26 for this reason I take you to witness this day, that I [am] clear from the blood of all,
Daarom betuig ik u den dag van heden, dat ik rein ben van het bloed van allen
27 for I did not keep back from declaring to you all the counsel of God.
want ik heb niet nagelaten ulieden den geheelen raad Gods te verkondigen.
28 Take heed, therefore, to yourselves, and to all the flock, among which the Holy Spirit made you overseers, to feed the Assembly of God that He acquired through His own blood,
Let dan wel op u zelven, en op de geheele kudde, waarin de Heilige Geest u heeft gesteld tot opzieners, om de gemeente des Heeren te weiden, die Hij verkregen heeft door zijn eigen bloed.
29 for I have known this, that there will enter in, after my departing, grievous wolves to you, not sparing the flock,
Ik weet toch dat er, na mijn vertrek, grijpende wolven tot u zullen komen, die de kudde niet sparen zullen;
30 and there will arise men of your own selves, speaking perverse things, to draw away the disciples after them.
en uit uw eigen midden zullen mannen opstaan die verkeerde dingen spreken, om de discipelen achter zich af te trekken.

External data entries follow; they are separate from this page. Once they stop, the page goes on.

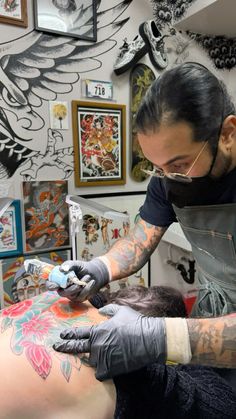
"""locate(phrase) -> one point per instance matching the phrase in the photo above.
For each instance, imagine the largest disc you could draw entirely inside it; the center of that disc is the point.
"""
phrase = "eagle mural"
(35, 68)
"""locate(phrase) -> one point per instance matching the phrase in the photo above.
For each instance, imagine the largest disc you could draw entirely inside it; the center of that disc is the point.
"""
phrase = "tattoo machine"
(42, 269)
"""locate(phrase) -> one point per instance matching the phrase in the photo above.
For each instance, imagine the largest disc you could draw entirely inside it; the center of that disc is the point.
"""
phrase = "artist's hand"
(95, 273)
(126, 342)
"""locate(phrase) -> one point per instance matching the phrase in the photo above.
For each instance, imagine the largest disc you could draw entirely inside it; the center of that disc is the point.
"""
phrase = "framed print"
(17, 285)
(98, 89)
(99, 135)
(98, 234)
(14, 12)
(11, 231)
(74, 18)
(46, 215)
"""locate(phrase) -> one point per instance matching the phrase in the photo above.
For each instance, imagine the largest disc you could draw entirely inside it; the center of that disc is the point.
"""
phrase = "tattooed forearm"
(129, 254)
(213, 341)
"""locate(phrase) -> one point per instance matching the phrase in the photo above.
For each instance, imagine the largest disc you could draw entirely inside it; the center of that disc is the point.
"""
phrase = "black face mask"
(187, 194)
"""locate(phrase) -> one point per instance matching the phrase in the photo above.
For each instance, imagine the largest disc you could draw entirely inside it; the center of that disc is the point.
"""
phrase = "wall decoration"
(14, 12)
(98, 234)
(46, 215)
(58, 114)
(99, 143)
(71, 18)
(36, 68)
(166, 12)
(221, 50)
(141, 77)
(17, 285)
(11, 231)
(98, 89)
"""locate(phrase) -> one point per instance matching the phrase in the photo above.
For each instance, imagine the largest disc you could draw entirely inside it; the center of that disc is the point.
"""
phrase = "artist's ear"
(228, 132)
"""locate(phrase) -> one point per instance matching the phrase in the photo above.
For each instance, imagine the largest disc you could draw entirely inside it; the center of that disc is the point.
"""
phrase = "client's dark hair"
(156, 301)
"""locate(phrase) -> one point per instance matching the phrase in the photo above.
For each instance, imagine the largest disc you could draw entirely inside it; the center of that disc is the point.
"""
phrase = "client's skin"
(37, 382)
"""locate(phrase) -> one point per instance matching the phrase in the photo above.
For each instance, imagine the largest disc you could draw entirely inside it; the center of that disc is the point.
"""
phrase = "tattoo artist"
(187, 128)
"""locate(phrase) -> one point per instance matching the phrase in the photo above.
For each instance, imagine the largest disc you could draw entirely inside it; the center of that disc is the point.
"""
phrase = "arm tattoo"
(129, 254)
(213, 341)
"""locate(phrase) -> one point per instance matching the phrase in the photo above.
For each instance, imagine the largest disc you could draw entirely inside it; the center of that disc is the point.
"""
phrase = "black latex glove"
(126, 342)
(95, 273)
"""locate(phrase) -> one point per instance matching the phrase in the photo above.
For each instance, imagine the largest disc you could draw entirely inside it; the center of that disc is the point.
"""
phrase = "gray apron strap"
(211, 301)
(211, 231)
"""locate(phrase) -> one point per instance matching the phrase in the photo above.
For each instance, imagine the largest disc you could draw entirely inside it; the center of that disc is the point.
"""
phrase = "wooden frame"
(68, 20)
(99, 134)
(14, 13)
(11, 231)
(46, 215)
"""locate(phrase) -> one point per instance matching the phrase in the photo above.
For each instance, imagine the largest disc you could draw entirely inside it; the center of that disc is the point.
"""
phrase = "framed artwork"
(16, 285)
(98, 234)
(11, 231)
(14, 12)
(99, 134)
(58, 112)
(76, 18)
(46, 215)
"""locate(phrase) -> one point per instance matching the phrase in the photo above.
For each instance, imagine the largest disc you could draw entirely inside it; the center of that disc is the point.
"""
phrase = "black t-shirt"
(158, 211)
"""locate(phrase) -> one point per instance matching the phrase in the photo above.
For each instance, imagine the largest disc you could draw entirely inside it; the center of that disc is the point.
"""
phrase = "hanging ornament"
(221, 50)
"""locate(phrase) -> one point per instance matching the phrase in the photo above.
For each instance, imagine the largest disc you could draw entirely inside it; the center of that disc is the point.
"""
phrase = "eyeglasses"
(179, 177)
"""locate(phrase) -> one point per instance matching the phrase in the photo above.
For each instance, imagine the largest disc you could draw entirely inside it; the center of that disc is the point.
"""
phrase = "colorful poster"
(46, 215)
(97, 234)
(11, 231)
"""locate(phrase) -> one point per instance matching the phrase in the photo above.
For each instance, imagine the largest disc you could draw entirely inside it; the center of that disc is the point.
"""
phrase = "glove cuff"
(159, 336)
(177, 338)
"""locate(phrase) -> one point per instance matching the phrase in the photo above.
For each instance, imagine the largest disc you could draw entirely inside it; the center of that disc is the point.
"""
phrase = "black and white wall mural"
(166, 12)
(34, 69)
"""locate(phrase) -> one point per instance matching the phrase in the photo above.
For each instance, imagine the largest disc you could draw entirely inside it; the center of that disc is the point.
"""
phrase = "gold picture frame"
(99, 136)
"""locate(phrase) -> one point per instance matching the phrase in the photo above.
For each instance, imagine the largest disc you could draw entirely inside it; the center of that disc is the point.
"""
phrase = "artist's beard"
(222, 166)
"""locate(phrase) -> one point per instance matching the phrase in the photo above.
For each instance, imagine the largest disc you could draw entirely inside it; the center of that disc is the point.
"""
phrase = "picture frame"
(11, 230)
(97, 235)
(99, 137)
(14, 13)
(46, 215)
(75, 18)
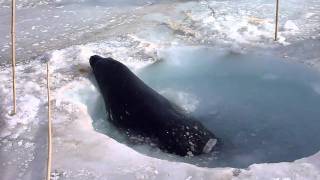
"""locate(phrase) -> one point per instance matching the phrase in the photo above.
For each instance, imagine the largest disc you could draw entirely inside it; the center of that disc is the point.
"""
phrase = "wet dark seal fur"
(134, 106)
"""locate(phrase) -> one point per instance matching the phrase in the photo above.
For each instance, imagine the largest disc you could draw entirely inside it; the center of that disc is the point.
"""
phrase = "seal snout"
(94, 59)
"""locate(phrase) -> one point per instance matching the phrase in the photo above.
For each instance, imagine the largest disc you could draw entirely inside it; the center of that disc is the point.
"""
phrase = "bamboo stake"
(49, 126)
(276, 26)
(13, 54)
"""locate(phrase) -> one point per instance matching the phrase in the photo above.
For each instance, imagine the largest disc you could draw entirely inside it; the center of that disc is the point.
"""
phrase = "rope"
(277, 16)
(49, 126)
(13, 54)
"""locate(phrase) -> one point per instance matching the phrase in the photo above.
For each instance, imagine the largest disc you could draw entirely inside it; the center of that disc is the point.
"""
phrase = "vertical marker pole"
(49, 125)
(276, 26)
(13, 54)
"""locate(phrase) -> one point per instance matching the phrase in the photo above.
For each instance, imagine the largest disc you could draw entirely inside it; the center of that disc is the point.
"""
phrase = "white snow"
(80, 152)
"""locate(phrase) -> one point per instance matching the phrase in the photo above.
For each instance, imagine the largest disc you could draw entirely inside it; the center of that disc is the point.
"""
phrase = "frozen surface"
(67, 32)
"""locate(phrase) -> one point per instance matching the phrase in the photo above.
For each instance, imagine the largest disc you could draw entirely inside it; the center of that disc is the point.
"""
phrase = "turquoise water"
(263, 109)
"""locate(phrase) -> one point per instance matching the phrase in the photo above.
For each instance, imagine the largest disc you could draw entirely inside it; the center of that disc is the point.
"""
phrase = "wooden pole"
(49, 126)
(13, 54)
(277, 21)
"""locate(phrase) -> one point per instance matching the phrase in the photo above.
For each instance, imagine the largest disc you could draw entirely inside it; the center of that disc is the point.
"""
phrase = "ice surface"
(67, 32)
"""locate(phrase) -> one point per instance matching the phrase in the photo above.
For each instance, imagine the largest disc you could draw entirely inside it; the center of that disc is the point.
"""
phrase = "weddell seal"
(135, 107)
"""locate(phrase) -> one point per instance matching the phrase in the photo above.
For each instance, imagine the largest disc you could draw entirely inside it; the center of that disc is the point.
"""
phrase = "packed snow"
(66, 33)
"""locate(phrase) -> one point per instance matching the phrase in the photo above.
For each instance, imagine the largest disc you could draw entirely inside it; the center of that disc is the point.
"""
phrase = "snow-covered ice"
(67, 32)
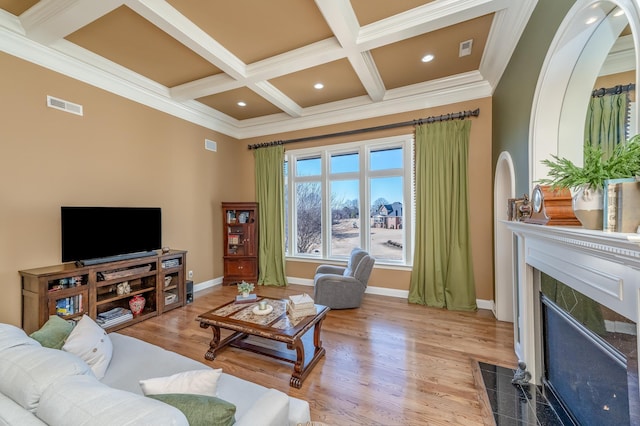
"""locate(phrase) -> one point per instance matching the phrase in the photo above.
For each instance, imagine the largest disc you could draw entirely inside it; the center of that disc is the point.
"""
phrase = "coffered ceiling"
(197, 59)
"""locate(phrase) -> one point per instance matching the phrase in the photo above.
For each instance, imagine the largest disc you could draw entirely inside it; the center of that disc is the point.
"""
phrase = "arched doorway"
(503, 189)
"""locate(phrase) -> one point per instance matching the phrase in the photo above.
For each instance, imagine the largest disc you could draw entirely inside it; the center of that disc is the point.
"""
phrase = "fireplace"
(578, 334)
(578, 296)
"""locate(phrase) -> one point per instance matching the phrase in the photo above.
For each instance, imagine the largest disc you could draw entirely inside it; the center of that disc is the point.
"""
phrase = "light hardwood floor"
(387, 363)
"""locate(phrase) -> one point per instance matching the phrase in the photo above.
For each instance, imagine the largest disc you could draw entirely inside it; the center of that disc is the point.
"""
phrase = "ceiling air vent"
(465, 48)
(64, 105)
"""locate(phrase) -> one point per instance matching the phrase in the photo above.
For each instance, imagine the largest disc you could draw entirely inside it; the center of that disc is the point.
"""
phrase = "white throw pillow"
(198, 382)
(27, 370)
(92, 344)
(11, 336)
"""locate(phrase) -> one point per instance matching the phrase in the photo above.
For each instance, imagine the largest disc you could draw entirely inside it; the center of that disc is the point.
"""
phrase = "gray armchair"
(342, 288)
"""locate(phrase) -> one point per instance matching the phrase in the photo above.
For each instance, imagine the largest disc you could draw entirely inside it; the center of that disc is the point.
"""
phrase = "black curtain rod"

31 Therefore, watch, remembering that three years, night and day, I did not cease with tears warning each one;
Daarom waakt! en gedenkt dat ik drie jaar lang, nacht en dag, niet opgehouden heb een ieder met tranen te vermanen.
32 and now, I commend you, brothers, to God, and to the word of His grace, that is able to build up, and to give you an inheritance among all those sanctified.
En nu, ik beveel u aan God en aan het woord zijner genade, aan Hem die machtig is op te bouwen en het erfdeel onder al de geheiligden te geven.
33 I coveted the silver or gold or clothing of no one;
Niemands zilver, of goud, of kleeding heb ik begeerd.
34 and you yourselves know that to my necessities, and to those who were with me, these hands ministered;
Gij zelven weet dat deze handen hebben gezorgd voor hetgeen ik noodig had en degenen die met mij zijn;
35 I showed you all things, that, thus laboring, it is necessary to partake with the ailing, to also be mindful of the words of the Lord Jesus, that He Himself said: It is more blessed to give than to receive.”
in alles heb ik u het voorbeeld gegeven hoe men, aldus arbeidende, de zwakken moet ondersteunen, en gedenken aan de woorden van den Heere Jezus, hoe Hij zelf zeide: Zaliger is het te geven dan te ontvangen.
36 And having said these things, having bowed his knees, with them all, he prayed,
En toen Paulus dit gezegd had, knielde hij neder en bad met hen allen.
37 and there came a great weeping to all, and having fallen on the neck of Paul, they were kissing him,
En zij weenden allen zeer, en vielen Paulus om den hals en kusten hem,
38 sorrowing most of all for the word that he had said—that they are about to see his face no longer; and they were accompanying him to the ship.
allermeest bedroefd zijnde om het woord dat hij gezegd had, dat zij zijn aangezicht niet meer zouden zien. En zij vergezelden hem naar het schip.